Does it use mysqldump or are they coping the database index files? We have a script that automatically backs up our production database at intervals to S3 and then a program to download the latest backup and scrub the data.
It takes a heck of a long time to download and impacts the server when it happens... it's been on my todo list to replace with Percona's Xtrabackup [1] but doesn't look that's what these guys are doing?
- Database Subsetting: Scale down a production database to a more reasonable size
What about this? Does the database need foreign keys to prevent related rows in tables being lost and are they just randomly deleting rows as the config seems to indicate [2][1] https://www.percona.com/software/mysql-database/percona-xtra...
https://github.com/jssprasanna/redgene
ReDGene - Relational Data Generator is a tool aimed at taking control over the data generation with being able to generate column vectors in a table with required type, interval, length, cardinality, skewness and constraints like Primary Key, Foreign Key, Foreign Key(unique 1:1 mapping), Composite Primary Key and Composite Foreign Key.
And this is DB agnostic, it generates data in the form of flat files which can be imported into any database which supports importing data from flat files.

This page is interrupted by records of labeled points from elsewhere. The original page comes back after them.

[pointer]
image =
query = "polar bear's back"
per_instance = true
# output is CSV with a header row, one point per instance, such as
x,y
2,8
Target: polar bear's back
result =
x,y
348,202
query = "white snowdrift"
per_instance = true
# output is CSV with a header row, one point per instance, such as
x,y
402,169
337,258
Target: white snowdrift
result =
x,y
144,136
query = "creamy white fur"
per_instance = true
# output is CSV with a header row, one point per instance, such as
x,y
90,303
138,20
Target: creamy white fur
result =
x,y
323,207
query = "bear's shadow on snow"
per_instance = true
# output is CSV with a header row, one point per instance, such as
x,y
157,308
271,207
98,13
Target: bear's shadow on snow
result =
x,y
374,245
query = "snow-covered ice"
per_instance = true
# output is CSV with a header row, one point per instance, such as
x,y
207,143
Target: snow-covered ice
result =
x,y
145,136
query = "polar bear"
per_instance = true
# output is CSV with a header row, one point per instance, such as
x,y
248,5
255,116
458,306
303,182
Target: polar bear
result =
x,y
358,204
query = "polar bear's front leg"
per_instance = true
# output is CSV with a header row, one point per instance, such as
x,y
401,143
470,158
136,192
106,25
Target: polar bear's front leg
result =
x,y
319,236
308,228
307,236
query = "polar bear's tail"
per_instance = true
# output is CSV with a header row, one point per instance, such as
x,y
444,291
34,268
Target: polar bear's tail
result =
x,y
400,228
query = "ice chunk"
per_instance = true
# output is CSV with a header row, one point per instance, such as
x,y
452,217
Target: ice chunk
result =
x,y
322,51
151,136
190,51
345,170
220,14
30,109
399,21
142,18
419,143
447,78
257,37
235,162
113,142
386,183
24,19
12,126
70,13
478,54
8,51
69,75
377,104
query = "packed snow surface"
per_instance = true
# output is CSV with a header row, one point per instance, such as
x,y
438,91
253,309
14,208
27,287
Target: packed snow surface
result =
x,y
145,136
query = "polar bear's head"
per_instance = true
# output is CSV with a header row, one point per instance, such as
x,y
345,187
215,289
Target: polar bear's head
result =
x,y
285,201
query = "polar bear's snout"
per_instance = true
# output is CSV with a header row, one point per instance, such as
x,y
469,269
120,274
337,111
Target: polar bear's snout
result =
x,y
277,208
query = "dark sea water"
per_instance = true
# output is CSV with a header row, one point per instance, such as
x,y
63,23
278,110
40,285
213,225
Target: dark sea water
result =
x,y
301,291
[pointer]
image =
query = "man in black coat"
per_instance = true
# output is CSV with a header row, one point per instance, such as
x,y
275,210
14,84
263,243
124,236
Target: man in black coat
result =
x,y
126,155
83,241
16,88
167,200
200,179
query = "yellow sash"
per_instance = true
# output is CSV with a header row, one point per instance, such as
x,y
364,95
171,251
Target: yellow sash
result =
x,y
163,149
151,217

I worked on a gov app years ago that required anonymized databases and I remember thinking that then - why isn’t it available out the box? Everyone must need this from time to time
- staging databases that hold data generated from production databases should be considered production data, with the same level of consideration for security and access as production.
- staging databases that hold production data are a GDPR violation waiting to happen. Make sure your data controller / lawyers knows exactly what you're doing with production data.
- ask yourself why you need production data in staging in the first place. What are you gaining over a script that generates data? If you want data at scale you can generate it randomly. If you want data that covers all edge cases you can generate it non-randomly. If you want "real-looking" data then maybe this tool is useful.
People copying data from production to staging and then failing to look after it properly is a nightmare. It shouldn't be encouraged except in very unusual circumstances. In my experience of dev, your development and staging data should be covering the weird edge cases that you need to handle far more than the nice "happy path" data you get in production.
Another major problem with tools like replibyte is that people use them properly, and then a database schema changes, but people don't update their script to anonymize new tables or columns. Then a few months later someone notices sensitive data has made its way in to staging, and into the backups, and the database dumps devs made to debug things because "it's only staging data, who cares!"
Protecting user data is something that you need to be extremely vigilant about. In my experience, the less access I have to production data the happier I am. Copying it and using it in staging, even if you're careful about it, fills me with dread.
I have a docker container running postgres and I just want to take the snapshot and seed it into that. How exactly do I do this?